John “JJ” Miller who won 1966 Melbourne Cup hold the trophy aloft again. Picture Robert Duncan

Holding the 2014 Emirates Melbourne Cup in his Fremantle birthplace yesterday, champion WA jockey John “JJ” Miller recalled how he won the iconic race on a whim and a prayer nearly five decades ago.

The $175,000, 18-carat gold trophy is in Perth as one of 34 official destinations in a tour which will head next to New Zealand ahead of a comprehensive east coast journey leading into the 154th Emirates Melbourne Cup on the first Tuesday in November.

Miller guaranteed his place in Australian racing folklore in 1966 when he guided Galilee to an emphatic cup victory for legendary trainer Bart Cummings.

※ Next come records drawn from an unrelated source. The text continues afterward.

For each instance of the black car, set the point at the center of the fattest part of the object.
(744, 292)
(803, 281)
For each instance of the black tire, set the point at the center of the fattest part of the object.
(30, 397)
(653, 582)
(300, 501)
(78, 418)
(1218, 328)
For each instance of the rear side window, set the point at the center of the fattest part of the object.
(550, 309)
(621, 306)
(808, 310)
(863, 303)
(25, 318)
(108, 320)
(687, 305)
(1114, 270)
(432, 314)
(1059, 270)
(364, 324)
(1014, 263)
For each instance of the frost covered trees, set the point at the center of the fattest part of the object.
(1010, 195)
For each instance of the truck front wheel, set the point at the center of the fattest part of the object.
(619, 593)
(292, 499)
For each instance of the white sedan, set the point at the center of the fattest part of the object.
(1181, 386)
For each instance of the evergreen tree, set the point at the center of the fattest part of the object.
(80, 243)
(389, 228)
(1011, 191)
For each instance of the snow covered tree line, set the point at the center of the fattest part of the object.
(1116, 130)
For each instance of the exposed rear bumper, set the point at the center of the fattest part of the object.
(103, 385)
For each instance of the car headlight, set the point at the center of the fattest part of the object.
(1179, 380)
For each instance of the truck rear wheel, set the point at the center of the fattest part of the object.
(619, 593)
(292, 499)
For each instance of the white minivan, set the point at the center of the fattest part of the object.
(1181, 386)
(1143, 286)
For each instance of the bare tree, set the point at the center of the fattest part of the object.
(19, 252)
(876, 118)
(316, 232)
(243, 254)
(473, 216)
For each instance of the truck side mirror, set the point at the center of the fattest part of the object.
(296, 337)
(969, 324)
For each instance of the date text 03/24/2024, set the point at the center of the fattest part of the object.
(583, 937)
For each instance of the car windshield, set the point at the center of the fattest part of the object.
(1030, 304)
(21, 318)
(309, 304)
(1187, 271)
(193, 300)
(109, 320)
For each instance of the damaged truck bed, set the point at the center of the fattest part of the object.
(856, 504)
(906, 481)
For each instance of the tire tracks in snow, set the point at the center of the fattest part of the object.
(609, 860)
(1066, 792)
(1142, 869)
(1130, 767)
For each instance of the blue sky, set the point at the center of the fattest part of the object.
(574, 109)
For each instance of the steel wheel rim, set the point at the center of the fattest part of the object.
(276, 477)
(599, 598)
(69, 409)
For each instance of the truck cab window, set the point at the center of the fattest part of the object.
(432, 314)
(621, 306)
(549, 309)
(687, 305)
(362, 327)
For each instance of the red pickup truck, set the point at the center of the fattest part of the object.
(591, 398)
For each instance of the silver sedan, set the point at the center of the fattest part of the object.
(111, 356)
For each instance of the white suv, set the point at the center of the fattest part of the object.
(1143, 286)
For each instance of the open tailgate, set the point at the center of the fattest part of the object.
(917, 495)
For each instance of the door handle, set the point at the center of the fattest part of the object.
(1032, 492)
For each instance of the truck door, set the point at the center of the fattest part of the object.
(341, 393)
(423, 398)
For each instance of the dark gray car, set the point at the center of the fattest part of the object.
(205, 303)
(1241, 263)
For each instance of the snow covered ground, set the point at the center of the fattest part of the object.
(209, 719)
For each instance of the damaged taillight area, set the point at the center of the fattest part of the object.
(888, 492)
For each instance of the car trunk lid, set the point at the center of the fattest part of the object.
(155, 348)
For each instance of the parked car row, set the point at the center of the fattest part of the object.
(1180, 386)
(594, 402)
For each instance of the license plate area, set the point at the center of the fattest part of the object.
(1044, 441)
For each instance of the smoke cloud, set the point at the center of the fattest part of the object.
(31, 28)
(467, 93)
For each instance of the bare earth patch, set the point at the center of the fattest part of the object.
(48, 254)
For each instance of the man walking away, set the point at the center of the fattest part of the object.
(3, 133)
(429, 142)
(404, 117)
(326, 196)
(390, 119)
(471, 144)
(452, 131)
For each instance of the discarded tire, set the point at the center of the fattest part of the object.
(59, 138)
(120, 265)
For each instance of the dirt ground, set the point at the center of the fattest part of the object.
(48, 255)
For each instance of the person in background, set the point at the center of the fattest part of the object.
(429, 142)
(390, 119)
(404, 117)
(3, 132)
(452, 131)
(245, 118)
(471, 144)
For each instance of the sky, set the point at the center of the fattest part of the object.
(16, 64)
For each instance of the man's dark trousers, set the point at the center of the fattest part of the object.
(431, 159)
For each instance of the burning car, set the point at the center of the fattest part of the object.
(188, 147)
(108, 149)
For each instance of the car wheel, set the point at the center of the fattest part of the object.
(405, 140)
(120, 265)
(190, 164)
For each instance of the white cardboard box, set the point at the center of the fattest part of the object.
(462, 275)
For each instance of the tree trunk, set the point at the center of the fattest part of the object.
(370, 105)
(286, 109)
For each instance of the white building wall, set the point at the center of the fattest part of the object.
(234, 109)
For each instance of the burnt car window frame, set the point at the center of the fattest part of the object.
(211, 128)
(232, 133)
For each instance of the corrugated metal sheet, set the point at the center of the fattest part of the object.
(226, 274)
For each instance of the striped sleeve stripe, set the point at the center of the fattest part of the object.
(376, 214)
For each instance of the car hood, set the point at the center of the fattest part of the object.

But his moment of glory may have come through divine intervention after he was cleared the previous night of allegations of not giving the same horse his best chance of winning in a Flemington race just three days earlier.

He described escaping a suspension as “the greatest relief of my life”.

“I walked out of the stewards room at 7pm on the Monday night,” Miller said.

“I don't know if it helped that I was an altar boy at the racing mass on the Sunday with everyone praying for me, including our Jewish brothers who had backed Galilee. But that's when I knew that the cup was won.

“The race wasn't any less then than it is now for people who are in the game. There you were, a kid knocking around Fremantle, where you'd spent most of your life up until then … it was pretty special.”

Miller was later that night presented with a whip to commemorate his win by his favourite actor Frank Thring at a Melbourne theatre. He said Galilee, who he had ridden in his first race as a two-year-old, was the biggest “freak” he had been associated with in his long racing career.

“I've never seen or ridden a horse who had a burst of speed like he had,” he said. “I was riding him all the time, even before he raced, and he was just special.”

Race broadcaster Bryan Martin, who is touring with the cup ahead of his 26th calling of the race, said it was important to give the whole of Australia a chance to connect with the famous, three-handled trophy.

“It's extraordinary how much interest there is, but it's such an iconic trophy and such an iconic race,” Martin said. “It grows in stature every year and it keeps reinventing itself. It is the holy grail.”